There is a pressing need for renewable, biodegradable air filters with excellent filtering efficiency. In a study published in Materials Today: Proceedings, nanocellulose sheets were developed for use as air filters using wood pulp.
Study: Processing of nanocellulose sheet for capturing fine particulate matter. Image Credit: HENADZI KlLENT/Shutterstock.com
The Harmful Impact of Particulate Matter
Air pollution continues to increase global concern because it negatively impacts the quality of life and is detrimental to the climate and ecosystems.
Particulate matter (PM) is a prominent kind of air contaminant, consisting of nitrates, sulfates, mineral dust, and black carbon.
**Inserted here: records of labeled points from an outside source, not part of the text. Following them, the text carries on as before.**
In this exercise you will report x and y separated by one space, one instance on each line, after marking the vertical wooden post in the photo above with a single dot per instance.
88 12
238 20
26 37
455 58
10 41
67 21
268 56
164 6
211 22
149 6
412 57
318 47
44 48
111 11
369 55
Depending upon the size of particles, particulate matter is characterized as PM2.5 and PM10, corresponding to particle sizes less than 2.5 μm and 10 μm, respectively.
Pollution caused by PM2.5 is quite detrimental to human health. The microscopic particle size of PM2.5 allows it to enter the lungs and bronchi, leading to serious pulmonary conditions.
Even more harmful is the particulate matter having a smallest particle size of 0.3 μm (PM0.3). PM0.3 may enter the bloodstream and cause much more serious conditions and even lead to death.
High-performance air filtering materials are, therefore, in high demand.
The Advantages of Nanocellulose
Nanocellulose is becoming increasingly popular as a sustainable replacement for synthetic polymers. Nanocellulose is an organic, biodegradable substance of nanoscale cellulose fibrils with exceptional mechanical, chemical, and physical capabilities.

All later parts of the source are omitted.